When I asked to speak with other Khan Yunis residents, the man put me in touch with his neighbor at the camp, who then agreed to be identified only by the letter "Y". Y is 30 years old and the father of five young children; the youngest of them is 2 years old. “They [Hamas] take care of their own people who are given work and food and gifts,” he told Al-Monitor. “They even share electricity generators among themselves while the people are being crushed by the terrible burden. We were supporters of Fatah [the larger rival Palestinian movement], but today there is no more Fatah [in Gaza] and there is nothing. There are only those in favor of Hamas and those who are against it. They send people to die while the commanders [Hamas leaders] enjoy power supplies and luxuries. As far as they are concerned, anyone who opposes them can die. The people have had enough.”
Y says Hamas security forces did not intervene in the protests at the camp, but Hamas supporters swore at the protesters and accused them of treason and support for “the Zionists,” in his words. “Each of the families has at least one son who works for Hamas and gets paid by Hamas,” he says. “They guard their jobs and that’s what they care about — protecting themselves.”

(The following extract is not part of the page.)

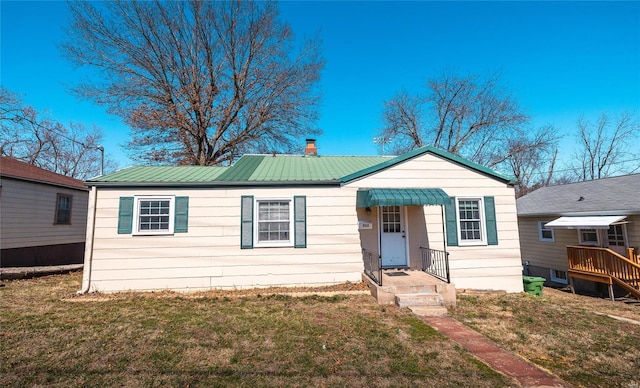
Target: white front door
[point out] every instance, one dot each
(617, 239)
(392, 236)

The conversations with the camp residents took place on Facebook where they say they feel safer to speak. Asked why they were afraid to speak by phone with a journalist but were not afraid to protest and issue public calls against Hamas, they answered that speaking with a Jewish journalist could be considered an act of treason or espionage — both punishable by death.
An Israeli security source speaking on condition of anonymity confirmed that pockets of popular resistance against the Hamas leadership had developed in recent weeks. The economic pressure, lack of hope of conciliation with Fatah and especially the large number of Palestinian casualties on the border have generated opposition among the weakest groups in Gaza — those living in the refugee camps. According to his assessment, this burgeoning protest is unlikely to develop into a mass insurrection that will bring down Hamas. “The Palestinians in Gaza are tired, exhausted and hungry. In Egypt, the army protected residents. In Gaza, the ‘Hamas army’ will not hesitate to use live fire against protesters. Gaza is not Egypt, and Palestine Square is not Tahrir Square.”